Since 2021 Dr. Kymberly Pinder has served as the Stavros Niarchos Foundation Dean of School of Art at Yale University where she is also an alumna. Prior to returning to Connecticut, she was the provost and acting president of the Massachusetts College of Art and Design in Boston; and dean and museum director at the University of New Mexico. 


Dr. Pinder is a scholar of representations of religion and race in American Art and her books include Race-ing Art History and Painting the Gospel: Black Public Art and Religion in Chicago. Through civic and campus partnerships, she has led mural projects in Chicago, Albuquerque and most recently, New Haven. 

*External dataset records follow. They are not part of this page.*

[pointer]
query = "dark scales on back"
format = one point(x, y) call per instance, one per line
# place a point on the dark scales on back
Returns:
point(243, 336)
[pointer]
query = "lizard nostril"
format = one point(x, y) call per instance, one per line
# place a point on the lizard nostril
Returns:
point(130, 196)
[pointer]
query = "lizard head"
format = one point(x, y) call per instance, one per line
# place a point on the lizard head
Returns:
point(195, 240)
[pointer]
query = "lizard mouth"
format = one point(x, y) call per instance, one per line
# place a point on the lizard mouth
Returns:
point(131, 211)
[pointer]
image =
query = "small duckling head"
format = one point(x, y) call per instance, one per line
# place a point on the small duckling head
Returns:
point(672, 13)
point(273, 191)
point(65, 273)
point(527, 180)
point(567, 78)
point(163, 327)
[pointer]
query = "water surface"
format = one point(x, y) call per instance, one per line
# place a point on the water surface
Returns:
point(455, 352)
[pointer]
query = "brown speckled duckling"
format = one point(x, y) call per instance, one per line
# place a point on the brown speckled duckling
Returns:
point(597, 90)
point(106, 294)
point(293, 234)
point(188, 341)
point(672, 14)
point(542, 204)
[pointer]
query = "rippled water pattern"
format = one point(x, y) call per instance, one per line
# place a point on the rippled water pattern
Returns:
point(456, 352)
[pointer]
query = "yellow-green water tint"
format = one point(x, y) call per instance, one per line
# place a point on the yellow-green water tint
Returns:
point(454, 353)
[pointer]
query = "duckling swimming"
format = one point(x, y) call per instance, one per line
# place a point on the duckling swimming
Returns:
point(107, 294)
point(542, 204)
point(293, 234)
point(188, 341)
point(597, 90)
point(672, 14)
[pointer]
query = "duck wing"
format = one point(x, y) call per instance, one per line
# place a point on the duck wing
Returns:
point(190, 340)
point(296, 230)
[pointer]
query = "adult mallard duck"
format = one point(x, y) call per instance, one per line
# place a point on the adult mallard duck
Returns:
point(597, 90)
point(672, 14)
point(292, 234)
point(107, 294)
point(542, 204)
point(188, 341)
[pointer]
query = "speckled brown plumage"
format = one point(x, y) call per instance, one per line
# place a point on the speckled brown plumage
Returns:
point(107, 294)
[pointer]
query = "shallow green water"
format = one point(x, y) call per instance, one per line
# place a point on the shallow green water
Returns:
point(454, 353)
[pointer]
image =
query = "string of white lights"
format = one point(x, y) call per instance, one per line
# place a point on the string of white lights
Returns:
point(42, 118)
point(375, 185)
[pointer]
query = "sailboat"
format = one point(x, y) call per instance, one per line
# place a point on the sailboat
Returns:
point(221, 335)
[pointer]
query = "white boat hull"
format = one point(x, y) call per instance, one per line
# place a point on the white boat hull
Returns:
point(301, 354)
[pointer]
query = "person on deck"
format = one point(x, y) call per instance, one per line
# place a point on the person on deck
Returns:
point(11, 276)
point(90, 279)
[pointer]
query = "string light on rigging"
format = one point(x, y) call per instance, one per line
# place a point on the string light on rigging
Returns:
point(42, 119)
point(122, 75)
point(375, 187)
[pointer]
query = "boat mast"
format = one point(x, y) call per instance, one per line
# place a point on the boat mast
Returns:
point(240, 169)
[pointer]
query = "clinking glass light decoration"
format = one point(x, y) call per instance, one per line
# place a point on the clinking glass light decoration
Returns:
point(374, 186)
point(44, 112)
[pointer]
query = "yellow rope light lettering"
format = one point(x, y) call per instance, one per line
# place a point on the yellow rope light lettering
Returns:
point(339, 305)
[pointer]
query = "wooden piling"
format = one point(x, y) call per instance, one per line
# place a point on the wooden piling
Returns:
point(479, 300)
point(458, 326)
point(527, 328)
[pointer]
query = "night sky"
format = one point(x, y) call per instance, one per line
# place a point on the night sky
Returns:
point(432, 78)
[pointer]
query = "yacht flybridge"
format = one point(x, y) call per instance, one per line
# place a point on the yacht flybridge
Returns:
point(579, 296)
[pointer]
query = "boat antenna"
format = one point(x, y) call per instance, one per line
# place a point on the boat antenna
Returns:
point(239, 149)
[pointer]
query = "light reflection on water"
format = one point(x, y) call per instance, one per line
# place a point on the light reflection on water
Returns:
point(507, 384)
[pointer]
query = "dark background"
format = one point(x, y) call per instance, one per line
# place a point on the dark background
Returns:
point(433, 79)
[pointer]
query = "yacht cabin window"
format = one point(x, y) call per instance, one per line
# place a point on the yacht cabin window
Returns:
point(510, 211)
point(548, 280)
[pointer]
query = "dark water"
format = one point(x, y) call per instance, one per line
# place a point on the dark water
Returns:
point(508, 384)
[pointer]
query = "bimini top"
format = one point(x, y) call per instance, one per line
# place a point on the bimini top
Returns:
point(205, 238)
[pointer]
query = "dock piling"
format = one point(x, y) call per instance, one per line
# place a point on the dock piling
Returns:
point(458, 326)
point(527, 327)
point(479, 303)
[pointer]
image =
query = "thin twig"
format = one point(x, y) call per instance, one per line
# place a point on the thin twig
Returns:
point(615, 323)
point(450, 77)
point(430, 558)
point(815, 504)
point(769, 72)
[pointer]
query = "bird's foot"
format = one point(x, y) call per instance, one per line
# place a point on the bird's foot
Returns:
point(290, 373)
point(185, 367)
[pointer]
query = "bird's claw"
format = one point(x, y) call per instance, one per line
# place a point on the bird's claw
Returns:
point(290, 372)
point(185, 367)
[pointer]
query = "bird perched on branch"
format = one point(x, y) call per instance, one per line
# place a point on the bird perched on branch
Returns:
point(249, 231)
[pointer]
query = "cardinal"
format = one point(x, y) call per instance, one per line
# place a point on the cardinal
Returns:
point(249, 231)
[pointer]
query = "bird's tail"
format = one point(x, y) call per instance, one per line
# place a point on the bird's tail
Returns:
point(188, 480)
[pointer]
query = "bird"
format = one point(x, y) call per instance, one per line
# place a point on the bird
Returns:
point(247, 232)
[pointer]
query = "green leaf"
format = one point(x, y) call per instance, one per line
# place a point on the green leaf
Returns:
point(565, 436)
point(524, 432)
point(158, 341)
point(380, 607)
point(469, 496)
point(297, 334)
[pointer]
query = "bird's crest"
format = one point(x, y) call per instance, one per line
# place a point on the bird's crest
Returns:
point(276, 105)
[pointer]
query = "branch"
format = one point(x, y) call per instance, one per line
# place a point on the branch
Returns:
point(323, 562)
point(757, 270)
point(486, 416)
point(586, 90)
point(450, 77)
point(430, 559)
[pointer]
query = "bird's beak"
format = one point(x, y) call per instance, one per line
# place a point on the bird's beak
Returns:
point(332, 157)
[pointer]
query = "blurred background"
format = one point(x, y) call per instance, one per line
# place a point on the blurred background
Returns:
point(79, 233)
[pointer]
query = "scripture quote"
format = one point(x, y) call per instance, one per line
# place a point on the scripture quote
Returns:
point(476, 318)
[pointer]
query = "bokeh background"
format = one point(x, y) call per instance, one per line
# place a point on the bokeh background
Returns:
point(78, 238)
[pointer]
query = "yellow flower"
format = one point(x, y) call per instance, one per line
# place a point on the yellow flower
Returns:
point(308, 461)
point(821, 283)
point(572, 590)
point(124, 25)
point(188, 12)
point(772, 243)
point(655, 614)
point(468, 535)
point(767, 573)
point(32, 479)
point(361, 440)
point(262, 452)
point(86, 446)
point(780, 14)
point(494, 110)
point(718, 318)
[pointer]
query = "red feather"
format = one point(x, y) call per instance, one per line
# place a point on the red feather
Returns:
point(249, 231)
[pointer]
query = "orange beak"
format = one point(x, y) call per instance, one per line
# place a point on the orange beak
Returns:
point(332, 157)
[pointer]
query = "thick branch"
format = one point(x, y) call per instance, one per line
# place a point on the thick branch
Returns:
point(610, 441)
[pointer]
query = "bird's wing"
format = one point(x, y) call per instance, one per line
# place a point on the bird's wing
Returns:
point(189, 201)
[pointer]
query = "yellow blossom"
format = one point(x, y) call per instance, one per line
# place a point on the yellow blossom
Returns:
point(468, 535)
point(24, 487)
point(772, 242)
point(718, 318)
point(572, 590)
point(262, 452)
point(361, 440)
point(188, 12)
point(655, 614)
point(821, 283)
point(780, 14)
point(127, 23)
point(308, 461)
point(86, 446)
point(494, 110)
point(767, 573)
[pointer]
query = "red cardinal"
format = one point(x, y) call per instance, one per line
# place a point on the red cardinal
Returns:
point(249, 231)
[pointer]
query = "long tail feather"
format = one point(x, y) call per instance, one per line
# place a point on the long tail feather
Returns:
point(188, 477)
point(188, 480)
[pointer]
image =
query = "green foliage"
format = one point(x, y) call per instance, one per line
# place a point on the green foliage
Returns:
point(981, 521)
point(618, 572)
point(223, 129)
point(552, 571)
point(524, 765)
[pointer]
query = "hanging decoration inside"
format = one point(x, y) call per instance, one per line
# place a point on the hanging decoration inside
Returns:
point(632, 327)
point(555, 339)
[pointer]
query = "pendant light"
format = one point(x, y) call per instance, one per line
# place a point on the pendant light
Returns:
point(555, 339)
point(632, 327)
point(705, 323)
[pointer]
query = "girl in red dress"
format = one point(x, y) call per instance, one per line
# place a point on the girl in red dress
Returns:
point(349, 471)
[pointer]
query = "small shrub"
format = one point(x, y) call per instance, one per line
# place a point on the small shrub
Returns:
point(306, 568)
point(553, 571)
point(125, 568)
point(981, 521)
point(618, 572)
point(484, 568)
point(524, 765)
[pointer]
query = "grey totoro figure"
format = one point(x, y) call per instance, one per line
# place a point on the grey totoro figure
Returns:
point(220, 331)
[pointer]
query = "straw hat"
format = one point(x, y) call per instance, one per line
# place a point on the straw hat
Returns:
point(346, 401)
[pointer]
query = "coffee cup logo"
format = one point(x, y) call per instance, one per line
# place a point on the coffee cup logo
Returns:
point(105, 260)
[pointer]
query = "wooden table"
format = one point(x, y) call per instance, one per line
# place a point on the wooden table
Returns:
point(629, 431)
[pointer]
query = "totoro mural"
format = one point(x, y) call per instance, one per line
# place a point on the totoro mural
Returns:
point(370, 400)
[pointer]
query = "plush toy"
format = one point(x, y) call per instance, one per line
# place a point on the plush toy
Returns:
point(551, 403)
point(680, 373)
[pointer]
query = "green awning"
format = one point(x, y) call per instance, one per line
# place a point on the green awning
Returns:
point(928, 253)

Nanibah Chacon (b.1980 Gallup, New Mexico) is a Diné (Navajo) and Chicana artist who has been highly active in the public arts sector for over two decades. Although known for large scale murals her practice expands across disciplines, including illustration and installation. Last year a major solo museum exhibition at SITE Santa Fe included rope installation pieces based on weaving patterns and large-scale paintings inspired by Diné creation stories.

Her numerous mural projects focus on community engagement, addressing the complexity of contemporary Indigenous culture and identities. Chacon holds that art should be accessible and a meaningful catalyst for social change, that this is possible in works embedded with nuanced concepts and addressing urgent socio-political issues. Cultural repair and radical colonial resistance through masterful visual storytelling and re-telling. These murals are reclamations of the spaces they inhabit.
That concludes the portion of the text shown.